Confier l’ensemble de la communication du club à un attaché de presse, un modèle envisageable à Fribourg-Gottéron? «Nous y avons déjà réfléchi. Pour l’heure, nous n’avons pas les capacités et ce n’est pas un dossier prioritaire sur le gril», coupe Raphaël Berger, directeur général de Fribourg-Gottéron. Le système actuel, qui satisfait à défaut de mieux, n’est pas près de changer. «Les deux rôles sont bien distincts, les journalistes savent à qui s’adresser», abonde le chef de presse fribourgeois.


Un rôle d’équilibriste
Planificateur de la production du site de Broc chez Nestlé, le résident d’Hennens accorde jusqu’à quatre mois de travail par année aux Dragons, selon leur parcours en séries finales. De par son statut, il reconnaît volontiers tenir un rôle agréable. «J’organise les interviews, mais je ne prends aucune décision.
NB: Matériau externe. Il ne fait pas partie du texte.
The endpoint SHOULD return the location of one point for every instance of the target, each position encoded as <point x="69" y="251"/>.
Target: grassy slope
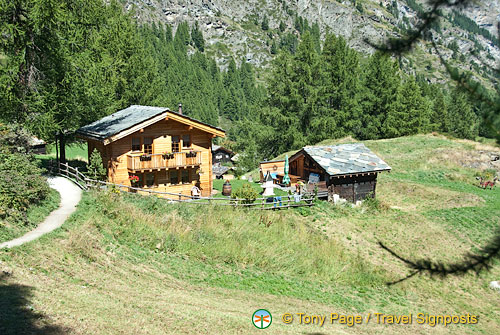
<point x="139" y="265"/>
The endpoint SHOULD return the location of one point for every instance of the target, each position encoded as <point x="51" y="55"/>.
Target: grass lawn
<point x="130" y="264"/>
<point x="74" y="151"/>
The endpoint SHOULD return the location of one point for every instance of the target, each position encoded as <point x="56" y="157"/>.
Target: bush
<point x="246" y="192"/>
<point x="21" y="184"/>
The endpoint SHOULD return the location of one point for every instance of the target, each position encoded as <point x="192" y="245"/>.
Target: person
<point x="195" y="192"/>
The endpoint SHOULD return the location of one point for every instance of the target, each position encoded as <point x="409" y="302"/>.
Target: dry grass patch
<point x="408" y="196"/>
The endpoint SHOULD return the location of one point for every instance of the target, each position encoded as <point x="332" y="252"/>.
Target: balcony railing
<point x="163" y="161"/>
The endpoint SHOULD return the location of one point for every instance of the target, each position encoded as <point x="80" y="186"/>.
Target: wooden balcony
<point x="163" y="161"/>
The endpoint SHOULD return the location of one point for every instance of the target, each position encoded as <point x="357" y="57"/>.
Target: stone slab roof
<point x="346" y="159"/>
<point x="124" y="119"/>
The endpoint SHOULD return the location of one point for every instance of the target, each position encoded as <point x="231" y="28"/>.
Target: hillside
<point x="234" y="28"/>
<point x="140" y="265"/>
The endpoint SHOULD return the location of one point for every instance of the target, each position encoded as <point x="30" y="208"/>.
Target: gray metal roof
<point x="121" y="120"/>
<point x="346" y="159"/>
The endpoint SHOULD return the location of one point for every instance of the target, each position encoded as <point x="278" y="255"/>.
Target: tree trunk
<point x="62" y="148"/>
<point x="57" y="153"/>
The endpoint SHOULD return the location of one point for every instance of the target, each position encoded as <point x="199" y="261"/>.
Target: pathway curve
<point x="70" y="196"/>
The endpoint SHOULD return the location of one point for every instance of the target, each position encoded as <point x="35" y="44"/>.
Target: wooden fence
<point x="278" y="202"/>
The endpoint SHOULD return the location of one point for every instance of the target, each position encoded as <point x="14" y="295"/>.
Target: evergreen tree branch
<point x="472" y="262"/>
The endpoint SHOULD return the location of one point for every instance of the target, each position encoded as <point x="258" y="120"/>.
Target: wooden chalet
<point x="349" y="170"/>
<point x="275" y="168"/>
<point x="163" y="149"/>
<point x="221" y="154"/>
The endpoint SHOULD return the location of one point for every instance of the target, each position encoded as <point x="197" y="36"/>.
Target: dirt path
<point x="70" y="196"/>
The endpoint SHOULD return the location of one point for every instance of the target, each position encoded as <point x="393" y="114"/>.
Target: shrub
<point x="21" y="185"/>
<point x="246" y="192"/>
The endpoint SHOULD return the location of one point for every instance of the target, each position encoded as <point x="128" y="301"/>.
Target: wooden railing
<point x="65" y="170"/>
<point x="163" y="161"/>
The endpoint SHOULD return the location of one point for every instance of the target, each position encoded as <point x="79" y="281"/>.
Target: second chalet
<point x="154" y="147"/>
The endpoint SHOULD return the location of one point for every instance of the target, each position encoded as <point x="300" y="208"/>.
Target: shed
<point x="349" y="170"/>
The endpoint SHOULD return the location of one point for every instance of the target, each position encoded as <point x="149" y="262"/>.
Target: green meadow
<point x="130" y="264"/>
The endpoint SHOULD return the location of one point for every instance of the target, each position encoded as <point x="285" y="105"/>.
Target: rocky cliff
<point x="233" y="28"/>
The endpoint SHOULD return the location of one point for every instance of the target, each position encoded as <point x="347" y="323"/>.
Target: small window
<point x="148" y="145"/>
<point x="150" y="179"/>
<point x="176" y="144"/>
<point x="136" y="144"/>
<point x="185" y="176"/>
<point x="174" y="177"/>
<point x="186" y="141"/>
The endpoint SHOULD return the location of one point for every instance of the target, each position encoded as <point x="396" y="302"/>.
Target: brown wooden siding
<point x="353" y="188"/>
<point x="116" y="155"/>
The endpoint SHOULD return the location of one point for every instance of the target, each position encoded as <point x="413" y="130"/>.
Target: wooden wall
<point x="302" y="166"/>
<point x="115" y="154"/>
<point x="353" y="188"/>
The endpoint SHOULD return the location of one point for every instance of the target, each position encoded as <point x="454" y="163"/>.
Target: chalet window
<point x="186" y="141"/>
<point x="174" y="177"/>
<point x="150" y="179"/>
<point x="136" y="144"/>
<point x="140" y="183"/>
<point x="148" y="145"/>
<point x="176" y="144"/>
<point x="185" y="176"/>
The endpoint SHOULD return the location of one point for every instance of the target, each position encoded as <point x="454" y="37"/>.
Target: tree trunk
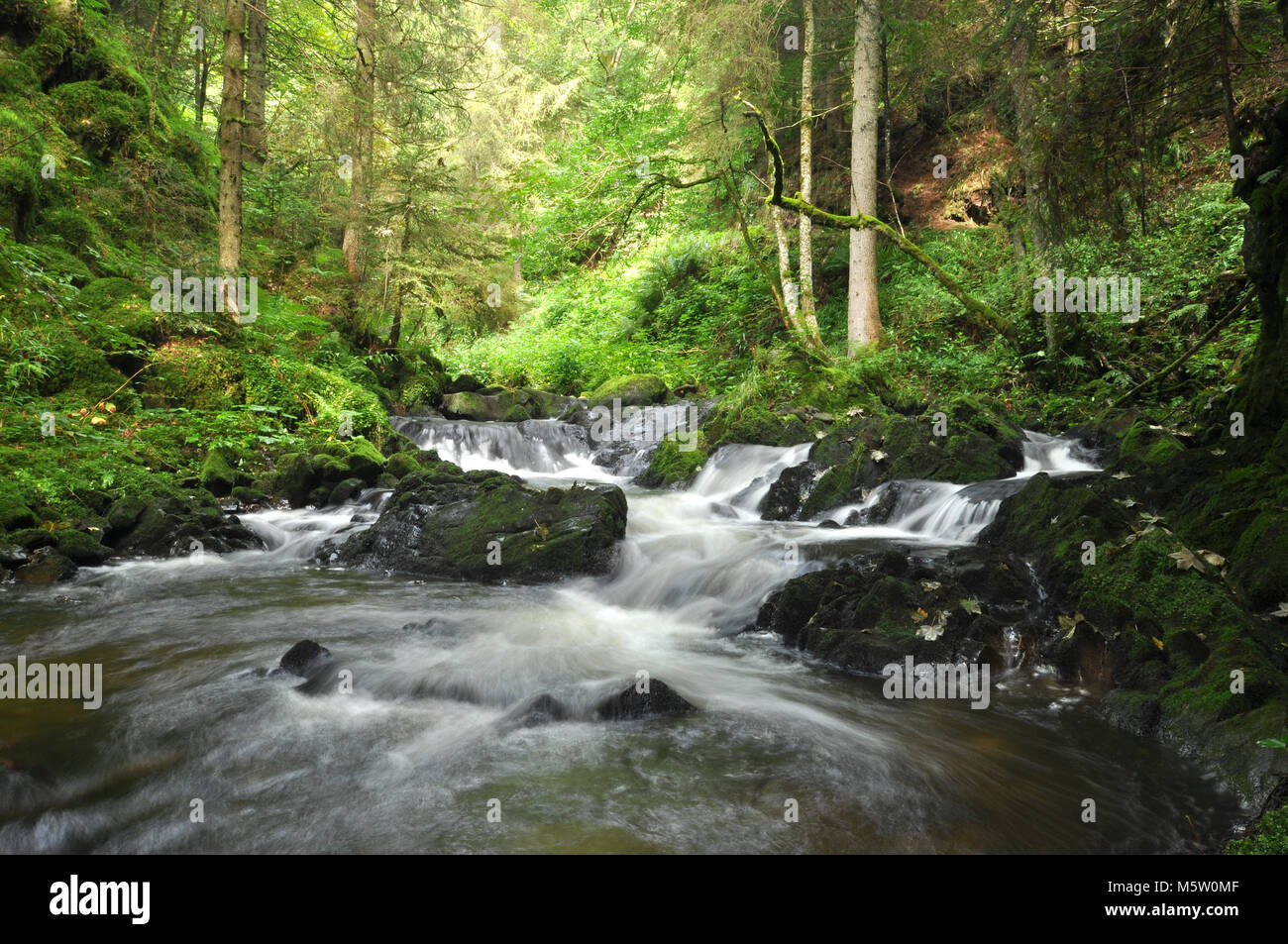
<point x="231" y="115"/>
<point x="395" y="329"/>
<point x="257" y="78"/>
<point x="201" y="69"/>
<point x="1034" y="184"/>
<point x="364" y="132"/>
<point x="785" y="266"/>
<point x="864" y="320"/>
<point x="807" y="317"/>
<point x="979" y="313"/>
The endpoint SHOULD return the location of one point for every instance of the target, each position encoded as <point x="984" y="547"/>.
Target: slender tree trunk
<point x="257" y="78"/>
<point x="231" y="116"/>
<point x="807" y="316"/>
<point x="864" y="320"/>
<point x="1034" y="184"/>
<point x="201" y="73"/>
<point x="364" y="133"/>
<point x="785" y="266"/>
<point x="395" y="329"/>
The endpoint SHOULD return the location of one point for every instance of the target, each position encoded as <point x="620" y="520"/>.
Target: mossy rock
<point x="1267" y="837"/>
<point x="220" y="471"/>
<point x="634" y="390"/>
<point x="81" y="548"/>
<point x="675" y="463"/>
<point x="102" y="120"/>
<point x="1258" y="566"/>
<point x="196" y="374"/>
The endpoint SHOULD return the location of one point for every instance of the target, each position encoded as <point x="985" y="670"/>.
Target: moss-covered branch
<point x="980" y="314"/>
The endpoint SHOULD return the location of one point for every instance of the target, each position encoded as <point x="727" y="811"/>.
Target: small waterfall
<point x="295" y="533"/>
<point x="741" y="475"/>
<point x="1055" y="456"/>
<point x="605" y="446"/>
<point x="541" y="447"/>
<point x="953" y="513"/>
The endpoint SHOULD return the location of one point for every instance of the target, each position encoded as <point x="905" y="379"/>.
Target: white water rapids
<point x="410" y="760"/>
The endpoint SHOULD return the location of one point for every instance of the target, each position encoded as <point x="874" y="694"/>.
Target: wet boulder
<point x="787" y="496"/>
<point x="443" y="522"/>
<point x="305" y="660"/>
<point x="46" y="566"/>
<point x="658" y="699"/>
<point x="482" y="407"/>
<point x="533" y="712"/>
<point x="634" y="390"/>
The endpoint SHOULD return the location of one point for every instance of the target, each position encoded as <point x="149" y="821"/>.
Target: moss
<point x="102" y="120"/>
<point x="1269" y="837"/>
<point x="674" y="464"/>
<point x="219" y="472"/>
<point x="313" y="395"/>
<point x="197" y="374"/>
<point x="1260" y="562"/>
<point x="634" y="390"/>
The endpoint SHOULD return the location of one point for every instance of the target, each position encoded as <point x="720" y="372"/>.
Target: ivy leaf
<point x="1185" y="559"/>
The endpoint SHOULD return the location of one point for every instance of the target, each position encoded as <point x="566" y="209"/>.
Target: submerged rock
<point x="445" y="522"/>
<point x="658" y="700"/>
<point x="634" y="390"/>
<point x="305" y="659"/>
<point x="536" y="711"/>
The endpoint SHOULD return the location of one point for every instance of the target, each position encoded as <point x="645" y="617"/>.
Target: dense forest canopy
<point x="243" y="241"/>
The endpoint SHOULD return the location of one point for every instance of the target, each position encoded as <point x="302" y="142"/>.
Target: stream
<point x="411" y="760"/>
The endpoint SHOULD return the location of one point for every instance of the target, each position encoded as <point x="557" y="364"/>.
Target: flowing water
<point x="413" y="759"/>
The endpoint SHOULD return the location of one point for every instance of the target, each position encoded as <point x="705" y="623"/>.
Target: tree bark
<point x="1034" y="183"/>
<point x="201" y="75"/>
<point x="364" y="133"/>
<point x="807" y="316"/>
<point x="785" y="266"/>
<point x="231" y="116"/>
<point x="257" y="78"/>
<point x="864" y="318"/>
<point x="979" y="313"/>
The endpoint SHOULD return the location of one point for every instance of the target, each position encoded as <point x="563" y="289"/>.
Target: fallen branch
<point x="980" y="314"/>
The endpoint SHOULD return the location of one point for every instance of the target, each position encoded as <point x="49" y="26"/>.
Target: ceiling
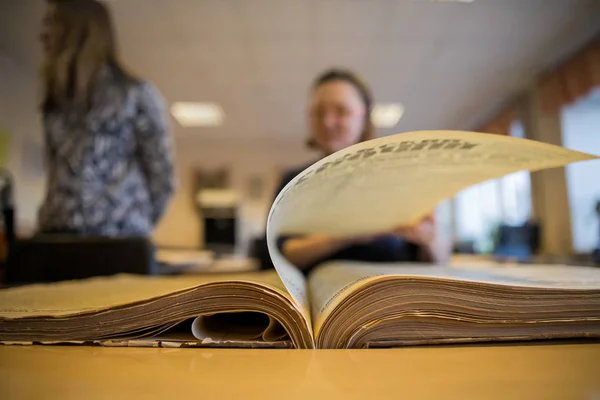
<point x="451" y="64"/>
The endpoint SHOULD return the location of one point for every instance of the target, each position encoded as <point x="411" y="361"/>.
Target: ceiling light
<point x="197" y="114"/>
<point x="387" y="115"/>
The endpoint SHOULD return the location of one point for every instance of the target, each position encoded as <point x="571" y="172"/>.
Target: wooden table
<point x="542" y="371"/>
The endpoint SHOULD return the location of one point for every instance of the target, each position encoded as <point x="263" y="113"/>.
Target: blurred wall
<point x="19" y="117"/>
<point x="249" y="162"/>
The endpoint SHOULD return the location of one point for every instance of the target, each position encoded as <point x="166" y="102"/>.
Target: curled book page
<point x="396" y="180"/>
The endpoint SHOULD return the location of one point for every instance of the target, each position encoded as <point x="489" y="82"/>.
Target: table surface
<point x="548" y="371"/>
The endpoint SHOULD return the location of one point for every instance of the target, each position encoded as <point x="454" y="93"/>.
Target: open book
<point x="369" y="187"/>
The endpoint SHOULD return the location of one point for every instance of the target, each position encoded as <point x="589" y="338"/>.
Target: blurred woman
<point x="108" y="148"/>
<point x="340" y="116"/>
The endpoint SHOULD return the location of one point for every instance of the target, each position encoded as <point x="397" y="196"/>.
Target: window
<point x="581" y="131"/>
<point x="479" y="209"/>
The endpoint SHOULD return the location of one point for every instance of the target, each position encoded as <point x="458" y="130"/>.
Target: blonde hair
<point x="86" y="44"/>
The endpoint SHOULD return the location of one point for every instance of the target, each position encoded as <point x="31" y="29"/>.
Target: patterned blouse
<point x="110" y="170"/>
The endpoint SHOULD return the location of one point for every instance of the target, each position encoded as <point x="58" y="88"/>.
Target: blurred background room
<point x="235" y="75"/>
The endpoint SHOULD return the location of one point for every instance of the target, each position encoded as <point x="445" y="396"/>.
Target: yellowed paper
<point x="396" y="180"/>
<point x="75" y="297"/>
<point x="333" y="282"/>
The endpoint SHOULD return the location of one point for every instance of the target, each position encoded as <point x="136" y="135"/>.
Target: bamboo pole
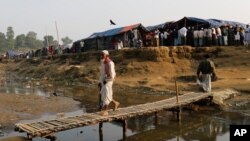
<point x="177" y="92"/>
<point x="124" y="125"/>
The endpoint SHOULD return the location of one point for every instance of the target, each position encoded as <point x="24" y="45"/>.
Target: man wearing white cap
<point x="107" y="76"/>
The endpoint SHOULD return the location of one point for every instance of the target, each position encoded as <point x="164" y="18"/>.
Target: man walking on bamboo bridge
<point x="207" y="68"/>
<point x="107" y="76"/>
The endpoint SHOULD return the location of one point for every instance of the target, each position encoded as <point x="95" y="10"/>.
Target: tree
<point x="2" y="42"/>
<point x="30" y="39"/>
<point x="48" y="40"/>
<point x="66" y="41"/>
<point x="10" y="38"/>
<point x="20" y="41"/>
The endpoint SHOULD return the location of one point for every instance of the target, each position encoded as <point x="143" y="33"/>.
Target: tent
<point x="107" y="39"/>
<point x="190" y="22"/>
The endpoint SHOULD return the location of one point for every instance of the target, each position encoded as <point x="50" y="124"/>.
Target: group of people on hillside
<point x="198" y="37"/>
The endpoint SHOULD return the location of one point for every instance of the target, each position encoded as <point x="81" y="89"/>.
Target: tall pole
<point x="47" y="40"/>
<point x="57" y="35"/>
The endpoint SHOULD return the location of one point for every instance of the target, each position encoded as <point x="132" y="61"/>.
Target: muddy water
<point x="202" y="125"/>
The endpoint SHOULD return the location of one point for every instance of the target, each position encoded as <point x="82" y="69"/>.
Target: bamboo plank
<point x="45" y="128"/>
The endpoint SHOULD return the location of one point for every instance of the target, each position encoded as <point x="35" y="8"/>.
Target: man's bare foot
<point x="104" y="113"/>
<point x="116" y="106"/>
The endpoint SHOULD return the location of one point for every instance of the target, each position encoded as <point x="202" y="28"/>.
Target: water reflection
<point x="201" y="125"/>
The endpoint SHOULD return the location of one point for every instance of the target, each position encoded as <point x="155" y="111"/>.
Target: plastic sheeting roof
<point x="115" y="31"/>
<point x="218" y="23"/>
<point x="159" y="26"/>
<point x="213" y="22"/>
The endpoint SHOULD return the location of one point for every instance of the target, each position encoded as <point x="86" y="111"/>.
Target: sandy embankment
<point x="14" y="108"/>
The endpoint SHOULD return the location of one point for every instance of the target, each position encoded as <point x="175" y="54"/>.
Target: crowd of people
<point x="198" y="37"/>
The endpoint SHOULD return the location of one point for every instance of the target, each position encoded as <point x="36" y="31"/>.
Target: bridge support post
<point x="100" y="126"/>
<point x="156" y="118"/>
<point x="100" y="132"/>
<point x="178" y="114"/>
<point x="124" y="126"/>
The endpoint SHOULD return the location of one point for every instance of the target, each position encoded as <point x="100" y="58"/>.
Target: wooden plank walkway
<point x="48" y="127"/>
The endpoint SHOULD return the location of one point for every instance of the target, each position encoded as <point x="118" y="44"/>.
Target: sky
<point x="78" y="19"/>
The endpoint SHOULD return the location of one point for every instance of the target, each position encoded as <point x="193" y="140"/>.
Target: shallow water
<point x="202" y="125"/>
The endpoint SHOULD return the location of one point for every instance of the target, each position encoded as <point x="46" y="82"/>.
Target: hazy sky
<point x="80" y="18"/>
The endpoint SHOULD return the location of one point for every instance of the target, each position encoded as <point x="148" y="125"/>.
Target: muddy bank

Je suis en quelque sorte le porte-parole du club. La pression vis-à-vis des médias repose sur les épaules de Raphaël Berger.» Cependant, tout n’est pas rose dans sa fonction. Qui plus est après la saison compliquée vécue par Fribourg-Gottéron. «J’ai dû parfois forcer les joueurs à venir à l’interview. Sprunger et Plüss ont été souvent sollicités par les médias cette saison. Ils restent des humains, et je comprends qu’ils ont parfois besoin de repos. J’ai un rôle d’équilibriste», décrit celui qui a travaillé auparavant dans une banque à Zurich.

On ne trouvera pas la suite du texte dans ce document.